The invisibility of this work means that the everyday procedures through which free and independent mobility can occur – taking steps, changing level, negotiating corners, identifying visual and aural cues, manipulating objects, understanding instructions, - are all ‘nothing much’. The problematic accomplishments of physically getting around; of the everyday organisational undertakings, and of social interaction and maintenance is revealed only when it is breached by needing time, being effortful or ‘interfering’ with normal, unimpeded, unnoticed mobility and independence.

So designed space ends up with both deliberate exclusions and (perhaps unintended) differential entitlements. Slowing down and really taking notice of these things offers the possibilities of imagining a re-mapping of our 'normal' social and spatial practices.

Attending to the many diverse narratives and strategies from disabled and deaf people does not, of itself, provide any obvious answers about how to better design the built environment for everyone. We cannot just somehow 'add together' all our different experiences and come to a consensus; there are too many contradictions and conflicts between what we need or want, whether functionally, emotionally, socially or poetically.

For each group described here there will always be an individual who can tell their story in a different way. The labels gathered along the way, like elderly, disabled, single parent, homeless, lesbian or gay, criminal, disturbed child, will all have behind them a personal experience which does not fit the frame of what constitutes that label in the public eye or the public perception of that label. Each story, each experience is valid and incredibly important if we are going to understand what lies behind the label. If each story helps us to change the way we do things then of itself it is invaluable.

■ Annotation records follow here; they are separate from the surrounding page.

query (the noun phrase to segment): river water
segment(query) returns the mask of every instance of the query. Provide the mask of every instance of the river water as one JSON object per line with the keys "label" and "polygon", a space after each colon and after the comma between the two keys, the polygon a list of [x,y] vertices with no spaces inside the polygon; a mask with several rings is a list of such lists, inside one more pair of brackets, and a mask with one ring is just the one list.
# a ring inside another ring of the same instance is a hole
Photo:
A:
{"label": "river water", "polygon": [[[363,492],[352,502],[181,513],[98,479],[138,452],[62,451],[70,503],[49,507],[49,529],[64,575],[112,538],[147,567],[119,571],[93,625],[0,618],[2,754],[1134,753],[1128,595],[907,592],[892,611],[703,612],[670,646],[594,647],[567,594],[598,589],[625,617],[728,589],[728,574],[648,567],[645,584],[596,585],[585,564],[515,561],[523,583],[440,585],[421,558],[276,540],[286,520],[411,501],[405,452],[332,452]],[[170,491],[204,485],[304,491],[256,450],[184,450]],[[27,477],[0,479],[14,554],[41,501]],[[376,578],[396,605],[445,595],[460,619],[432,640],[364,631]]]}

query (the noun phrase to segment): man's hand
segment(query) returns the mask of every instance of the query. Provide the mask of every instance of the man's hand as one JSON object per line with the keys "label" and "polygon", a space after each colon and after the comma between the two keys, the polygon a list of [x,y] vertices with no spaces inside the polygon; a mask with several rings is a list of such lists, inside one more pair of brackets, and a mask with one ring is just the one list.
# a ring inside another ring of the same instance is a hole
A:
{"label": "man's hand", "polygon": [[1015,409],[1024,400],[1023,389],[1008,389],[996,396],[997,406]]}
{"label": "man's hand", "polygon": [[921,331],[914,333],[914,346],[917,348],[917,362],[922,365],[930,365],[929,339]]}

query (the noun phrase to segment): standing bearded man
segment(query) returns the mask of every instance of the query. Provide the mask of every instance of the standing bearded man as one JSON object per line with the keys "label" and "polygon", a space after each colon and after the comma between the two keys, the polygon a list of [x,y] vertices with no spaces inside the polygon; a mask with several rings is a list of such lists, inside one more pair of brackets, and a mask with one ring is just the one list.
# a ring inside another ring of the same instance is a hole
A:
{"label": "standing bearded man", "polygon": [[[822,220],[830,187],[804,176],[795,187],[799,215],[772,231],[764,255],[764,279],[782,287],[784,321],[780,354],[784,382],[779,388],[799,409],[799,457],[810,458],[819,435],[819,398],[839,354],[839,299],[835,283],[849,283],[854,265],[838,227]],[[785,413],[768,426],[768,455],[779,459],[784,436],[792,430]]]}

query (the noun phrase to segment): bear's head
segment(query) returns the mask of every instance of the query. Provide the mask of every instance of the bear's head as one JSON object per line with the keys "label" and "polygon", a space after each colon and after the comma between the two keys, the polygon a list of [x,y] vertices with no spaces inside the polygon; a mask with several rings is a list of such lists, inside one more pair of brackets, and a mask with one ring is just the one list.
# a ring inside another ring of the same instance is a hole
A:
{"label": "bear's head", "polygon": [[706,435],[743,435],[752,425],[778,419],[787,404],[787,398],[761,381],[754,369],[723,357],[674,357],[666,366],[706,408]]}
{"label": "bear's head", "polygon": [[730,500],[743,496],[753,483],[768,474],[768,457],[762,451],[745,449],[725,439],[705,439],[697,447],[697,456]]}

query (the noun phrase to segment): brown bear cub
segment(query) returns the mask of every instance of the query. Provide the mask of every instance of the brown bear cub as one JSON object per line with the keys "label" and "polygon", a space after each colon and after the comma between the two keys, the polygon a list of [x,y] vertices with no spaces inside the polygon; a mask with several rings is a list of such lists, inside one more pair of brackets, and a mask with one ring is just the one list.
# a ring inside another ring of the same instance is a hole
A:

For too long we have worked to formulas and categories and have failed to hear the story which is born of reality. The more people tell their story the more society will see for themselves where the barriers to living lie. They are so obvious they cannot be missed.

Sandy Slack ‘I am more than my wheels” in Corker and French (ed) Disability Discourse Open University Press 1999 p36-37

Attending to the many voices of disabled and deaf people is much more about developing a critical 'state of mind' which does not make assumptions about 'what disabled people are like' , but instead challenges the stereotypes of both disability and 'normality' so as to open up design to new and creative possibilities.